<卓球:世界選手権>◇5日目◇2日◇男子シングルス4回戦◇横浜アリーナ

 青森山田高3年の松平健太(18)が、北京五輪金メダリスト馬琳(中国)と熱戦を繰り広げ、3-4で惜敗した。

 世界ランク101位の松平健が世紀の番狂わせに、あと1歩のところまで迫った。北京五輪金メダリスト馬琳との最終ゲームは一時、4-1とリードした。だが、それまで無欲だった高校3年生は初めて「勝ちを意識した」。強気だった攻めが慎重になって、中途半端な返球を痛打され、7-6から4連続失点。マッチポイントとなってから2点を返したが、最後はコースが甘くなったサーブをリターンで決められた。

 石川県七尾市出身。卓球教室を営む両親の指導で小学生から頭角を現した。中学1年の秋に青森山田中に転入し、日本卓球協会が進める英才教育のプログラムの下、2年前からドイツリーグに武者修行に出た。変則回転のサーブに手を焼いて、最後は顔を真っ赤にして大粒の汗を流した馬琳は「負けると思った。最後は気持ちの戦い。近い将来、彼は中国にとって強敵となるだろう」と絶賛した。

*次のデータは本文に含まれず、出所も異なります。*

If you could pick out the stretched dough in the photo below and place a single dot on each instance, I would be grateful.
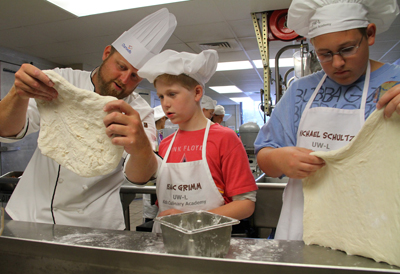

 現在167センチの身長はまだ伸びているという。体に負荷をかけないため、ウエートトレーニングを避けていたが、日本男子代表の宮崎監督は「これから体力がつけば(12年の)ロンドン五輪では優勝候補と言われる位置にいると思う」と話す。松平健は「将来は世界選手権や五輪で金メダル」と聞かれ「あと5年以内に絶対になれます」と屈託なく話し、力強く胸を張った。